FIG. 1 illustrates how granules 11 may be produced from a polymer material 12, an extrusion machine 13 being used for this purpose. This extrusion machine 13 has been modified in comparison with conventional extrusion machines to the effect that a metering device 14 is provided, and this metering device may be used to feed nanoparticles to the polymer melt (in a manner not illustrated in more detail) during thorough mixing in the extrusion machine 13. The polymer melt is produced by means of an extruder screw 15, which is not illustrated in more detail and in which the polymer material 12 is also mixed, and a heating device 16. The granules 11 produced forms a stock 17 which may later form the starting material for a further extrusion process using a conventional extrusion machine 18. The extrusion machine 18 is used to produce a film of granules 11 which is filled with nanoparticles.

FIG. 2 illustrates an alternative process for producing the film 19. This differs from the process according to FIG. 1 merely in that the modified extrusion machine 13, by means of which nanoparticles may be added, may also be used to produce the film 19 filled with nanoparticles.

FIG. 3 schematically illustrates the coating of a component 20 with the film 19 in which the nanoparticles 21 are uniformly distributed. For this purpose, the film 19 is first of all applied to the surface 22 of the component 20 to be coated and remains adhering on the surface 22 owing to its adhesiveness.

The film may be further processed, for example using a laser beam 23, as a result of which the polymer material of the film evaporates. In this case, the nanoparticles 21 remain adhering on the surface 22 of the component 20 and form a thin coating 24. Alternatively (not illustrated), the introduction of energy provided by the laser beam may also be so great that the nanoparticles 21 are melted and therefore form a closed layer on the surface 22 of the component 20.

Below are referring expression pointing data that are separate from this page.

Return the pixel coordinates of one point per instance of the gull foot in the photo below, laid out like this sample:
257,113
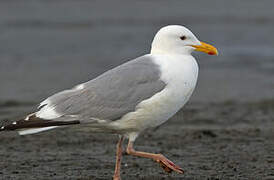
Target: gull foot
168,165
116,178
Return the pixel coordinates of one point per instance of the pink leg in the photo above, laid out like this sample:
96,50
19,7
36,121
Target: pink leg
119,150
166,164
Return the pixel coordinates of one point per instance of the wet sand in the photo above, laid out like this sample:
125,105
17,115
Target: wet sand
226,131
209,141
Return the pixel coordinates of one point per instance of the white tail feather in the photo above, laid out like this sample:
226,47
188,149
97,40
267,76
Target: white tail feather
35,130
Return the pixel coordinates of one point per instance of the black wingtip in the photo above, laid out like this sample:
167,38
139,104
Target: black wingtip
35,122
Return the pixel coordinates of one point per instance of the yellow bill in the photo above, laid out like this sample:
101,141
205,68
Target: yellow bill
206,48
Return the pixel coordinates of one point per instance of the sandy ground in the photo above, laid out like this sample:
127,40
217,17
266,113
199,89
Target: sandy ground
226,131
209,141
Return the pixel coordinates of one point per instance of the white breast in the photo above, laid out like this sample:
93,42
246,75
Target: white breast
180,74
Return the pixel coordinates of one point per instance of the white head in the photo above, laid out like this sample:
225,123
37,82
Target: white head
176,39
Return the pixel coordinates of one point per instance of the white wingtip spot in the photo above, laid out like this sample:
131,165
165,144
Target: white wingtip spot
80,86
48,113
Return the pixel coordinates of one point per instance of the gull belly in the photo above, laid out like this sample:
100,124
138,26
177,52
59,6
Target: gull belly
180,73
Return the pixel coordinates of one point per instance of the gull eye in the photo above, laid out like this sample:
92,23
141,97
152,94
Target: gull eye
183,37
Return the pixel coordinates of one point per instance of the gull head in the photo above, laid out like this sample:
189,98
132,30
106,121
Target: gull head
176,39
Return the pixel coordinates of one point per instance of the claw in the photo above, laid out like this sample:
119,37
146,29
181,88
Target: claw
168,165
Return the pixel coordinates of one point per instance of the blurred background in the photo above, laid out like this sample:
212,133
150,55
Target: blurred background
48,46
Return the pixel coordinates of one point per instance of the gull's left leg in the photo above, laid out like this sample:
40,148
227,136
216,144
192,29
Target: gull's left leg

According to a different alternative, a particle beam 25 which comprises microparticles 26 for forming a layer matrix of the coating 24 may also be used for further treatment. The layer matrix 27 which forms contains the nanoparticles 21. The material of the film 19 evaporates when impacted by the particle beam.

Claims

What is claimed is:

1. A process for producing a component with a nanostructured coating, in which the nanostructuring of the coating is produced using nanoparticles, comprising the following process steps:

introducing nanoparticles into a polymer melt of a polymer material;

producing a film from the polymer melt, the film including the nanoparticles suspended in the polymer material,

applying the film to the surface of the component to be coated, and

applying a laser beam to the film to remove the polymer material but not the nanoparticles suspended in the polymer, such that the nanoparticles remain as a coating on the component.

2. The process according to claim 1, wherein the nanoparticles are introduced into the polymer melt during a process for extruding the polymer material.

3. The process according to claim 2, wherein the film is produced from the polymer melt.

4. The process according to claim 2, wherein granules, which later serve as starting material for a further extruding process that generates the film, are produced from the polymer melt.